Scheduled triggers automatically run backfills at regular intervals. When configuring a schedule, you set:

  • Start Time: When the first scheduled run should occur
  • Interval Value: The number of time units between runs
  • Interval Unit: Hours, days, or weeks

For example, you might schedule a backfill to run every 24 hours starting at midnight UTC.

Scheduled backfills are useful for:

  • Keeping BigQuery data up-to-date with Firestore
  • Regular analytics data refreshes
  • Nightly batch processing workflows

Dataflow Settings

Fireconduit uses Google Cloud Dataflow to execute backfill jobs.
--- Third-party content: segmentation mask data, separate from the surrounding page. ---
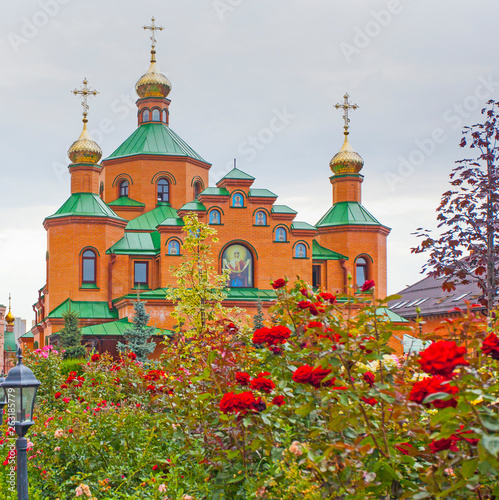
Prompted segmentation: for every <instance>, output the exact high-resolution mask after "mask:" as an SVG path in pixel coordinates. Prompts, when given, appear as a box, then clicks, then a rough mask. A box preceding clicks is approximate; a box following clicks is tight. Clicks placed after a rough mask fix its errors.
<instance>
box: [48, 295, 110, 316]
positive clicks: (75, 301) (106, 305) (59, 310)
mask: <svg viewBox="0 0 499 500" xmlns="http://www.w3.org/2000/svg"><path fill="white" fill-rule="evenodd" d="M70 308H71V311H73V312H77V313H78V315H79V317H80V319H118V311H117V310H116V309H112V310H111V311H110V310H109V306H108V303H107V302H93V301H77V300H70V299H66V300H65V301H64V302H63V303H62V304H60V305H58V306H57V307H56V308H55V309H53V310H52V311H51V312H50V314H49V315H48V317H49V318H62V313H65V312H67V311H69V309H70Z"/></svg>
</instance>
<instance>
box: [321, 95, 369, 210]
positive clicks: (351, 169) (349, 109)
mask: <svg viewBox="0 0 499 500" xmlns="http://www.w3.org/2000/svg"><path fill="white" fill-rule="evenodd" d="M349 97H350V96H349V95H348V94H347V93H345V95H344V96H343V98H344V101H343V103H342V104H335V106H334V107H335V108H336V109H342V110H343V119H344V121H345V125H344V127H343V128H344V132H343V134H344V136H345V140H344V142H343V146H342V148H341V149H340V151H339V152H338V153H336V154H335V155H334V156H333V158H332V159H331V161H330V163H329V167H330V168H331V171H332V172H333V175H332V176H331V177H330V180H331V184H332V185H333V204H335V203H339V202H343V201H355V202H358V203H360V202H361V184H362V180H363V178H364V177H363V176H362V175H361V174H360V173H359V172H360V171H361V170H362V167H363V166H364V160H363V159H362V157H361V156H360V155H359V154H358V153H356V152H355V151H354V149H353V148H352V146H351V145H350V141H349V140H348V135H349V128H350V126H349V123H350V119H349V118H348V112H349V110H351V109H352V110H353V109H357V108H358V106H357V104H350V103H349V102H348V98H349Z"/></svg>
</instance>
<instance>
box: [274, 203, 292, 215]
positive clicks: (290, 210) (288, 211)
mask: <svg viewBox="0 0 499 500" xmlns="http://www.w3.org/2000/svg"><path fill="white" fill-rule="evenodd" d="M272 213H273V214H297V213H298V212H297V211H296V210H293V209H292V208H289V207H288V206H287V205H274V206H273V207H272Z"/></svg>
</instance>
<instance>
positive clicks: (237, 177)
mask: <svg viewBox="0 0 499 500" xmlns="http://www.w3.org/2000/svg"><path fill="white" fill-rule="evenodd" d="M222 179H238V180H245V181H254V180H255V178H254V177H252V176H251V175H249V174H247V173H246V172H243V171H242V170H239V169H238V168H236V167H234V168H233V169H232V170H231V171H230V172H229V173H228V174H227V175H224V176H223V177H222ZM222 179H220V181H221V180H222ZM220 181H218V182H220Z"/></svg>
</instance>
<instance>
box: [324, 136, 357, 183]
mask: <svg viewBox="0 0 499 500" xmlns="http://www.w3.org/2000/svg"><path fill="white" fill-rule="evenodd" d="M329 166H330V168H331V170H332V171H333V173H334V174H358V173H359V172H360V171H361V170H362V167H363V166H364V160H363V159H362V157H361V156H360V155H359V154H358V153H356V152H355V151H354V150H353V148H352V146H351V145H350V142H349V141H348V132H346V133H345V142H343V146H342V148H341V149H340V151H339V152H338V153H336V154H335V155H334V156H333V158H332V160H331V162H330V163H329Z"/></svg>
You can configure Dataflow settings to optimize performance and cost.

Region

The GCP region where Dataflow jobs run. Choose a region close to your Firestore and BigQuery resources to minimize latency. Common choices include:

  • us-central1
  • us-east1
  • europe-west1
  • asia-northeast1

Worker Machine Type

The Compute Engine machine type for Dataflow workers. This affects processing speed and cost:

Machine TypevCPUsMemoryUse Case
n1-standard-113.75 GBSmall collections, cost-sensitive
n1-standard-227.5 GBMedium collections, balanced
n1-standard-4415 GBLarge collections, faster processing

The default n1-standard-1 works well for most use cases.

Maximum Workers

The maximum number of worker instances Dataflow can scale up to. More workers mean faster processing but higher cost:

  • 1-3 workers: Good for small to medium collections (< 1M documents)
  • 5-10 workers: Better for large collections (1M+ documents)
  • 10+ workers: For very large collections requiring fast processing

Dataflow autoscales based on workload, so setting a higher max doesn’t guarantee higher costs—it just allows the system to scale up when needed.

Best Practices

Start Small

When setting up a new pipeline, start with conservative Dataflow settings (1 max worker, n1-standard-1). Run a test backfill and monitor performance before scaling up.

Match Regions

Keep your Firestore database, BigQuery dataset, and Dataflow region in the same geographic area to minimize data transfer costs and latency.

Consider Schedule Timing

If using scheduled triggers, consider when your data is most stable. Running backfills during off-peak hours can reduce impact on production workloads.

Monitor Costs

Dataflow charges are based on worker time. For large collections, monitor your first few backfills to understand typical costs before committing to frequent schedules.